Yoko and I have had joyous moments and hard moments around the kid. In both, we’ve tried to treat each other how we hope he will treat others. We say to him, “absorb these vibes” because that’s the best we can do.
It feels like it’s all about to change
I sense how we interact with this kid is about to change. Who am I kidding? It already has.
I used to worry about packing the optimal amount of formula to ensure he had a bottle available every three hours. Now I’m triangulating scripts between ChatGPT and my wife on how to tell our son it’s not ok to stand on his chair during dinner. “Chairs are for sitting.”
If chapter one is about survival, chapter two is about... Emotions? Regulation? Experimentation? I don’t know?!
Sometimes I look at him, like this New Year’s Day uptown, and I wish I could bottle up every detail of the moment. I wish I had a sci-fi tool to record it all as a snapshot. What he looks like, how he sounds, how I feel, what it smells like... Some hours are so slow. Some weeks are so fast. And he keeps changing, as do I.

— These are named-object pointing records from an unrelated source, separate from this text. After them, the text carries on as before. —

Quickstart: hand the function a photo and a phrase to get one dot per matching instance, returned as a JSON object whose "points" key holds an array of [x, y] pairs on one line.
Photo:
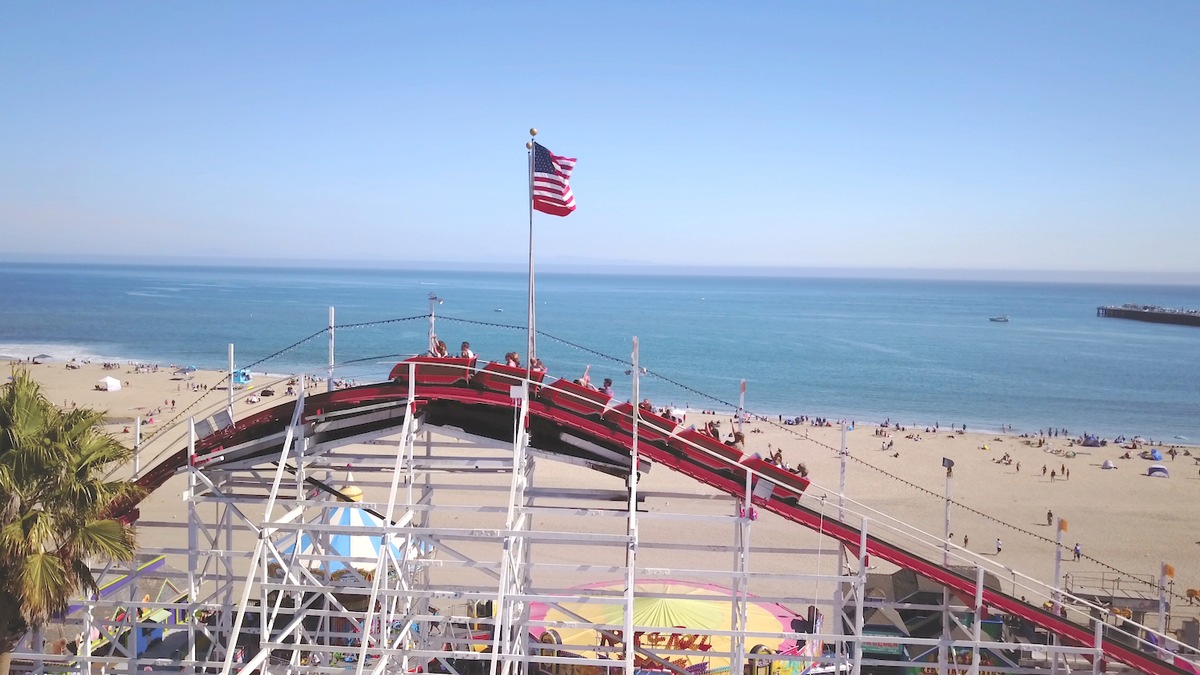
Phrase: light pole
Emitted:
{"points": [[433, 302]]}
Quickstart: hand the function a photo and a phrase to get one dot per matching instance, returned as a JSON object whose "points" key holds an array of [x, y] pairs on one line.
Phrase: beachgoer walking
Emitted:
{"points": [[607, 387]]}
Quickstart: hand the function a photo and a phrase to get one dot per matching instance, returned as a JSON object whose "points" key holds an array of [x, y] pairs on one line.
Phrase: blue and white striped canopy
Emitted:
{"points": [[355, 550]]}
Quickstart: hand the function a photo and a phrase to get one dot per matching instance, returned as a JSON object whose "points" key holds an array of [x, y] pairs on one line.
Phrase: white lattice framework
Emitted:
{"points": [[474, 530]]}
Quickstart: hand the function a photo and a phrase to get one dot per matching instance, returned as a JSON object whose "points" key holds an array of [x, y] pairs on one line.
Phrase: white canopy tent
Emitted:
{"points": [[109, 384]]}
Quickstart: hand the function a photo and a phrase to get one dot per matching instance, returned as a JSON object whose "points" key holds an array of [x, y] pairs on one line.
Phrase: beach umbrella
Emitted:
{"points": [[108, 384], [667, 615]]}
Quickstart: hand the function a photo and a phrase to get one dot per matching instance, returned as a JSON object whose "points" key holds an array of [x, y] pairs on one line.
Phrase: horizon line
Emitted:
{"points": [[601, 267]]}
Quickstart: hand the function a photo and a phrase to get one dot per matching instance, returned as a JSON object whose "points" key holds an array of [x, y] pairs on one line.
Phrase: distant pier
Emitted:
{"points": [[1152, 314]]}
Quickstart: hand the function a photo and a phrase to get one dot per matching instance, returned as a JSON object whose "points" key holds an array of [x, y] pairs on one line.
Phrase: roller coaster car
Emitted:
{"points": [[502, 378], [767, 485], [651, 428], [575, 398], [435, 370], [701, 448]]}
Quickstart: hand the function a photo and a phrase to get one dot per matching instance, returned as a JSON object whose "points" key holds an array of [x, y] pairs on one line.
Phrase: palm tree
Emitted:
{"points": [[53, 502]]}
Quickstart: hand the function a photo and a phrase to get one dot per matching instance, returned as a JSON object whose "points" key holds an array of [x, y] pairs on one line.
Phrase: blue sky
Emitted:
{"points": [[1026, 136]]}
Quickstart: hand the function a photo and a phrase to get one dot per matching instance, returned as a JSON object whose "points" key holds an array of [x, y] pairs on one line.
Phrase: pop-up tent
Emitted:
{"points": [[109, 384]]}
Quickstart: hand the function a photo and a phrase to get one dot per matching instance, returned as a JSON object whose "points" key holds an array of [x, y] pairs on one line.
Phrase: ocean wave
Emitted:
{"points": [[59, 352]]}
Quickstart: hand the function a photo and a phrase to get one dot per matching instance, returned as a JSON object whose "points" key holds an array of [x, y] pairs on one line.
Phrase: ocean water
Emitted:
{"points": [[916, 352]]}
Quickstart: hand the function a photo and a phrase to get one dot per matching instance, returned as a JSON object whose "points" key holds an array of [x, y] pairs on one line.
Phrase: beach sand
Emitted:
{"points": [[1121, 518]]}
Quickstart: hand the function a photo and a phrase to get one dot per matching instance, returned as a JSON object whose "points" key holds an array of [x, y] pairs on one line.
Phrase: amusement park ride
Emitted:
{"points": [[477, 518]]}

Maybe that’s what makes being a parent both maddening and special. You witness this kid’s life moving forward like an unstoppable train. You work so hard to keep it fueled and on the track—packing meals, changing diapers, holding his hand as he walks, picking him up when he sandbags. And at the same time, amidst all that effort to propel life forward, you wish it moved slower.
We read a Sesame Street book to the little guy a couple times a week. It’s called We’re Different, We’re the Same. Our kid changes hourly, and the surprises keep coming. The other day he grabbed two oven mitts and ran out of the kitchen yelling a single word, “Gloves!” This is coming from a guy who seemed to hate all types of gloves for the month of November. That tension of change and constants, and yearning for both, is what makes this journey so juicy.
So how is it going? We’re different. We’re the same. We’re wonderful.






Love you and our kid so so so much ❣️❣️❣️
I just read this out loud to Diana as we're eating some post-hike pie. So many feelings were shared in between bites. Thanks for sharing Kev!